There's lots of negatives you can never prove "don't exist"-- but that's a piss poor arument for believing they do.
John Freestone
7th November 2008, 07:29 PM
I think when you hear some of the stories of others, then you can't help but be glad that you are finally a freethinker... and grateful not to be where they have been. (Did you read Fred Phelp's son http://richarddawkins.net/article,3299,n,n or Ayaan Hirsi Ali's, Infidel?)
Most of us find our way to critical thought through fooling ourselves all too often, and not wanting to do it any more.Thanks for that link - I missed it last time or rushed past it. I saw the Louis Theroux film - shocking, deeply saddening to see people so damaged and worshipping a vengeful, hateful god (just their convenient mouthpiece methinks: He's always made in our image). It does kind of help to put my existential stuff in perspective, reading of someone who was beaten so brutally because of his father's sick religion.
Now I've bookmarked Ridhard Dawkin's site. Just realised I've got all these folders in my favorites on spirituality, buddhism, etc., and just created a Scepticism one. Recently I made one called Law of Attraction, but only to collect fellow detractors!

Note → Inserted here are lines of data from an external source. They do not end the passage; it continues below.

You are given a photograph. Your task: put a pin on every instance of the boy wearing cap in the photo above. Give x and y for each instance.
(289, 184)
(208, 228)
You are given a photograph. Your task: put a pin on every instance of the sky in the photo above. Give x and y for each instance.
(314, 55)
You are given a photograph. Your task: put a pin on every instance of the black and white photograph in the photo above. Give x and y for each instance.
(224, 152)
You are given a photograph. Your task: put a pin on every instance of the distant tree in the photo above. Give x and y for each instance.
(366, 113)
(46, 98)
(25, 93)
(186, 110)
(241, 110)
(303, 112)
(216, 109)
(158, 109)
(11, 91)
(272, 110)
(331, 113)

A minor problem is that I don't quite know where to turn for medical care these days (thankfully, I don't need much at the moment, but still). I believe that 'no better than placebo' is not a very harsh judgement, since placebo is pretty darn good, but once you're aware that at least some of the alternative medicines at the health food shop only work because you think they will, it kind of takes the placebo bit away! I get into this generally, where I'm sceptical, but entertain all sorts of what I hope are useful fantasies, like "this glucosamine is going to make my joints better" (the jury is still out in scientific terms as far as I can see from an afternoon's research).
Why not just go to a proper doctor? Well, yeah, except my experience of them is unimpressive to say the least, and I'm not actually confident that allopathic medicine is good for us. Last time I went to the doctor was typical - I had recurring headaches. He asked questions, prodded and stuff, then wrote a prescription for antibiotics, saying "You've probably got a slight infection in your sinuses. We'll do a blood test as well to make sure." Sorry? You prescribe antibiotics before you've diagnosed (it's not like it was urgent)? I declined the meds, took the test, which came back negative, proving my point. It's always like that. 5 minutes and they're pushing drugs.

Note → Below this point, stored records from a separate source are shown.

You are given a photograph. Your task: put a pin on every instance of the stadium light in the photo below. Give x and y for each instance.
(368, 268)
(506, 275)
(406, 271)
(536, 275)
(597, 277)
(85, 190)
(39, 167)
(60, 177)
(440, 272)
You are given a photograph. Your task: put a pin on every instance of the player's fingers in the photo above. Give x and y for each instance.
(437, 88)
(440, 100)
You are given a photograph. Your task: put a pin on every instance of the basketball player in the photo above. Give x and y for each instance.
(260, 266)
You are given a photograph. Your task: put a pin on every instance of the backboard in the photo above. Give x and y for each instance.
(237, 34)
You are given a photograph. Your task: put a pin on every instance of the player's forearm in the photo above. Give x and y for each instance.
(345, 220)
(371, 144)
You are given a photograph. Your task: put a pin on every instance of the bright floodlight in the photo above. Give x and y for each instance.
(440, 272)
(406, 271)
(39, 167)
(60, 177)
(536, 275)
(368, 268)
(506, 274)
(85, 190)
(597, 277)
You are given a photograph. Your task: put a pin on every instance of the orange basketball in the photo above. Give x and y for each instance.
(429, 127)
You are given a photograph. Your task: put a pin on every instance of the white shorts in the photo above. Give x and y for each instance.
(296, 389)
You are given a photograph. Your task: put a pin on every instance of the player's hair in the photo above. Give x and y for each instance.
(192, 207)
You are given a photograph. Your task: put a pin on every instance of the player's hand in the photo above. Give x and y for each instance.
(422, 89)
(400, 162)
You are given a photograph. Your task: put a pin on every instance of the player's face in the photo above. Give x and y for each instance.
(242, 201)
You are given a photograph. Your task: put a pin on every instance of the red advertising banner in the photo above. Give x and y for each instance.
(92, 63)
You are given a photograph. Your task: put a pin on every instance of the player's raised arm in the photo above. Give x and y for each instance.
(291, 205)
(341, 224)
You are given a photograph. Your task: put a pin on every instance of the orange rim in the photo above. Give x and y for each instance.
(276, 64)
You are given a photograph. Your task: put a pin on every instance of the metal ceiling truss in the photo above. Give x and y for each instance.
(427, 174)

Besides, I still believe the argument that orthodox medicine can be unhelpful, especially in low-threat, common illnesses, by getting rid of or masking the symptoms instead of supporting the body's "natural healing system". Am I just in the grip of woo, do you think (anyone)?
I'm pretty sure that homoeopathy is bunkum, and probably a lot of herbal and other stuff is only placebo, but I feel fairly confident (admittedly with little knowledge) that many herbal remedies have supportive functions - so I'll keep going for them....and the useful, mindful woo indulgences, like I sometimes get reflexology, but I don't have to believe the theory to enjoy an hour's pampering and relaxation.

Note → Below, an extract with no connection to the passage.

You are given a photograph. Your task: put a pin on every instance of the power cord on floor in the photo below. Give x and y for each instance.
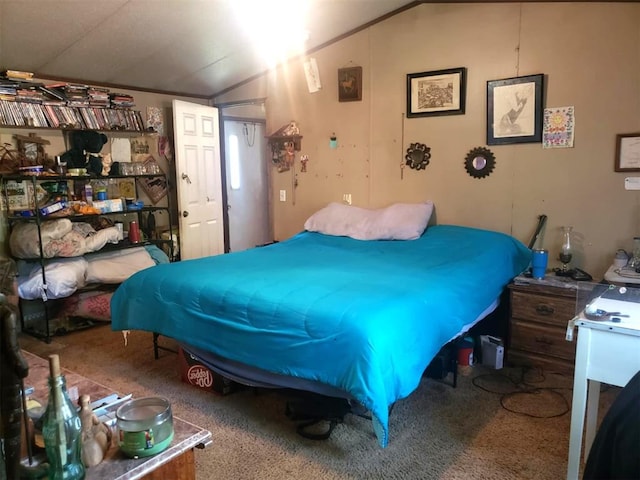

mikeyx - I'm glad we agreed on that point. The myth of the unbiased view is a tenacious one on both sides of the theist-atheist divide.
tyr_13
7th November 2008, 08:12 PM
Western medicine has it's drawbacks and it's problems, but that doesn't stop it from being better than absolutely everything else out there right now. Room to improve doesn't mean ineffective.
Even if western medicine turned out to be only half as effective as we currently think it is, that's still more effective than any other system has ever been.